Saat kamu berjalan ke kantor resepsionis, seekor anjing kecil---Pomeranian, mungkin---menyalakimu, dan seorang perempuan tua keturunan di belakang meja depan menyuruhnya diam. Betul-betul norak, mulai dari gorden merah tebal yang menutupi jendela kaca ikon dewa Yunani hingga lukisan beludru hitam eceng gondok di dinding di samping jam digital bertuliskan 11:11.
Saat kamu menyerahkan uang tunai dan SIM kepada resepsionis, bukti siapa kamu sebenarnya---ayah dari dua anak remaja, suami dari wanita yang tidak pernah tidur denganmu selama enam bulan dan bimbang antara konseling dan gugatan perceraian---kamu menyadari bahwa Anda akan tidur dengan seseorang yang nyaris tidak kamu kenal, seorang kolega di perguruan tinggi tempat kamu mengajar, seorang wanita yang sedih dan frustrasi serta kesepian sepertimu. Di lobi resepsionis, kamu diam-diam mensyukuri malam ini.
Kembali ke dalam mobil, kunci dengan gantungan plastik hijau dengan angka 14 menjuntai seperti hiasan pohon Natal jelek menjuntai dari jari telunjukmu, dan kamu melihat kepalanya menunduk, matanya fokus pada layar ponsel.

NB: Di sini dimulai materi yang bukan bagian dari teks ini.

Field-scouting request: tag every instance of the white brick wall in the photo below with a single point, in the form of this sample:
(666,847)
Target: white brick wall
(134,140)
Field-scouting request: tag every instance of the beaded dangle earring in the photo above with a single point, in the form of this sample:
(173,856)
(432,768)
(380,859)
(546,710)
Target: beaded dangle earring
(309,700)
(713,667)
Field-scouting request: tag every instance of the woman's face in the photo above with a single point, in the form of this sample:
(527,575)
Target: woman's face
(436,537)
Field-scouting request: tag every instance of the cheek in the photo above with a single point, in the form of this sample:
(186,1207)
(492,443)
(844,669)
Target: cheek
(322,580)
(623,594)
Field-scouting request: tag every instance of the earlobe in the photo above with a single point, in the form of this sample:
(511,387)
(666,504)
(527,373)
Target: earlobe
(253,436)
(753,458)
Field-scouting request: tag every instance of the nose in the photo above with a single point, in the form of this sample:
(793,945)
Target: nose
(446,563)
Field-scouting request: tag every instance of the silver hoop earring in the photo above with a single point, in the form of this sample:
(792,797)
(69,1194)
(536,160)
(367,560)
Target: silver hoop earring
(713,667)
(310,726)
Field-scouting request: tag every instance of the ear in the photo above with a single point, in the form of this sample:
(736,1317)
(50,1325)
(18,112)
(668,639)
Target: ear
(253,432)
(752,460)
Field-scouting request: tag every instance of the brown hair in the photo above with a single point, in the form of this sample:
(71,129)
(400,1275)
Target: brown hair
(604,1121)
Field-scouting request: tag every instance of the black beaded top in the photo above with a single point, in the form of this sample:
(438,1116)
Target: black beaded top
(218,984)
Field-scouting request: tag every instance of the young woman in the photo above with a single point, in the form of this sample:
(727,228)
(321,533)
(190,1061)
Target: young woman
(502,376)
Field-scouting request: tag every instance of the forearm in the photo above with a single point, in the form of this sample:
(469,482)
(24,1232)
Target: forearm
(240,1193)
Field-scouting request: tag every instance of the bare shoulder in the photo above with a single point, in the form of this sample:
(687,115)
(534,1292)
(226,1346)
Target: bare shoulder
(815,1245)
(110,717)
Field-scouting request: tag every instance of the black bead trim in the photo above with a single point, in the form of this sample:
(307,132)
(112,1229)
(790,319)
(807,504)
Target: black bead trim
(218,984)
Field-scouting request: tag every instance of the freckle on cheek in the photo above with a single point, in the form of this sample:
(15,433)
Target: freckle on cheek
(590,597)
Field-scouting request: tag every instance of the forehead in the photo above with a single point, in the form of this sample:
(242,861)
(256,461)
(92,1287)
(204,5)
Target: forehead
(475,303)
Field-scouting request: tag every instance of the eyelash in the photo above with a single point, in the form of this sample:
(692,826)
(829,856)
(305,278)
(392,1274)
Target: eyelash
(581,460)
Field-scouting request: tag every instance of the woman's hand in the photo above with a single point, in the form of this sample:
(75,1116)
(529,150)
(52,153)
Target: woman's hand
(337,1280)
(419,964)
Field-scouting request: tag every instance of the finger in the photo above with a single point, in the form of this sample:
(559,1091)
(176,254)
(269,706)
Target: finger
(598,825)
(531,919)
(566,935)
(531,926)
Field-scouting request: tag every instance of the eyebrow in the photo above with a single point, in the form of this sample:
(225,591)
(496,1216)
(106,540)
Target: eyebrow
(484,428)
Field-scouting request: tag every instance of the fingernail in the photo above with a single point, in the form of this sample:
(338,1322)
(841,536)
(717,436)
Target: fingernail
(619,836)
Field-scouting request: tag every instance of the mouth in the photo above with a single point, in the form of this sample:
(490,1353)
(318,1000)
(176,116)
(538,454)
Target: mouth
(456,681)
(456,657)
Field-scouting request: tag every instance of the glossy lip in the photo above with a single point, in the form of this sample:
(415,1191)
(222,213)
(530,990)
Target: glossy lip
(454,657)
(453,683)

Kamu berkata, "Aku tahu ini bukan bintang tiga---"
"Di mana kamu memberi tahu istrimu bahwa kamu akan menginap malam ini?"
"Aku tidak tahu. Di mana kamu memberi tahu suamimu?"
"Aku tidak tahu."
Kamar motel berbau asap rokok apak, aroma pemutih pada seprai, pengharum ruangan murahan. Kerang berbingkai tergantung di atas tempat tidur, kusam dan tuli. Kasurnya tinggi dan dilapisi selimut kaku dengan desain bunga kembang sepatu mencolok. Pemanas air tegak di atas kulkas mini berwarna cokelat pupus, dan televisi layar datar dipasang di dinding di seberang tempat tidur.
Kamu duduk di tepi kasur dengan botol wiski di antara kedua kaki.
"Ada yang salah?" tanyanya, duduk di sampingmu, mencium pipimu, meraih botol.
Kamu berbalik dan mencium mulutnya, lehernya, lembah terbuka di bawah garis lehernya. Dia meremas kulit kepalamu dan mendesahkan erangan palsu, seperti dalam film-film biru.